Update version in pyproject.toml:

[tool.poetry]
version = "0.2.0"

Release Checklist

  • [ ] Update version number

  • [ ] Update changelog

  • [ ] Run full test suite

  • [ ] Build documentation

  • ] Create git tag

  • [ ] Publish to PyPI

  • [ ] Create GitHub release

  • [ ] Update documentation site

# Tag the release
git tag -a v0.2.0 -m "Release version 0.2.0"

# Push tags
git push origin v0.2.0

# Publish to PyPI
poetry publish --build

Changelog

Keep a changelog following Keep a Changelog format:

# Changelog

All notable changes to this project will be documented in this file.

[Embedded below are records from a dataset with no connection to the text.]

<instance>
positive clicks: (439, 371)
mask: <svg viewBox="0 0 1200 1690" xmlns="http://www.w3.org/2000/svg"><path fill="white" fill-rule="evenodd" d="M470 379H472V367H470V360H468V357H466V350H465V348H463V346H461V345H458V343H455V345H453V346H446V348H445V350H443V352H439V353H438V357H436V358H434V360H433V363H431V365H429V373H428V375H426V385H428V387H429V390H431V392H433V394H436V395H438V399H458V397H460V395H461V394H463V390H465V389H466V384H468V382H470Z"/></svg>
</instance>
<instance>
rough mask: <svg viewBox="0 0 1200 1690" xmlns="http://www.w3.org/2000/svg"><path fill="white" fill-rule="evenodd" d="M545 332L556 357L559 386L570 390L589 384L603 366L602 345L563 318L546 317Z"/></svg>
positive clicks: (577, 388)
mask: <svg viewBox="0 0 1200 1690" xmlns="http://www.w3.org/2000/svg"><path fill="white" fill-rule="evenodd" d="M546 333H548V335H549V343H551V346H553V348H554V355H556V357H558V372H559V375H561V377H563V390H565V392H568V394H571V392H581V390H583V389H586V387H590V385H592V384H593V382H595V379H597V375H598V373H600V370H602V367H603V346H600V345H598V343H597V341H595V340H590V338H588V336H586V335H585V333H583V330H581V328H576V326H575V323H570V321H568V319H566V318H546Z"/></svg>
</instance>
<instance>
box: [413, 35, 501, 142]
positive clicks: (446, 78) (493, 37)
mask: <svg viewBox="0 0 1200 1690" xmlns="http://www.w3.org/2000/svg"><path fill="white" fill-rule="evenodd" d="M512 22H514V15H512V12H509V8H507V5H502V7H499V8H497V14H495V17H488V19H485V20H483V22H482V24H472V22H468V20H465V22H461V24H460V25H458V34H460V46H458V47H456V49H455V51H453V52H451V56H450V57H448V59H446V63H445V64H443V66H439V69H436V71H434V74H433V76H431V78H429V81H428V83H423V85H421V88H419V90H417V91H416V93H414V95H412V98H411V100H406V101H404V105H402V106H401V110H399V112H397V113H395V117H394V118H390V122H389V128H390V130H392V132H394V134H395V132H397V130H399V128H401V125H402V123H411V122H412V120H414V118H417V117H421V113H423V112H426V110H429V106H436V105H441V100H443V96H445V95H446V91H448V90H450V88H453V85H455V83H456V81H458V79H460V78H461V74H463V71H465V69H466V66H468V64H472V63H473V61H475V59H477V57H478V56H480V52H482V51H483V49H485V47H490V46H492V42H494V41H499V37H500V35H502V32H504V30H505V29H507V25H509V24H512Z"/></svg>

The format is based on [Keep a Changelog](https://keepachangelog.com/en/1.0.0/),
and this project adheres to [Semantic Versioning](https://semver.org/spec/v2.0.0.html).

## [Unreleased]

### Added
- New feature description

### Changed
- Changed feature description

### Fixed
- Bug fix description

## [0.1.0] - 2024-01-01

### Added
- Initial release

Community Guidelines

Code of Conduct

  • Be respectful and inclusive

  • Focus on constructive feedback

  • Help newcomers learn and contribute

  • Maintain professional communication

Communication

  • Use GitHub issues for bug reports and feature requests

  • Use GitHub discussions for general questions

  • Join our Discord/Slack for real-time discussion

  • Follow the project on social media for updates

Recognition

Contributors are recognized in:

  • GitHub contributor statistics

  • CHANGELOG.md for significant contributions

  • Project documentation

  • Release notes

Getting Help

Need help getting started?

  • Documentation: Check the docs at docs/

  • Examples: Look at workflows in examples/

  • Issues: Search existing GitHub issues

  • Discussions: Ask questions in GitHub discussions

  • Community: Join our community chat

We’re here to help you contribute successfully!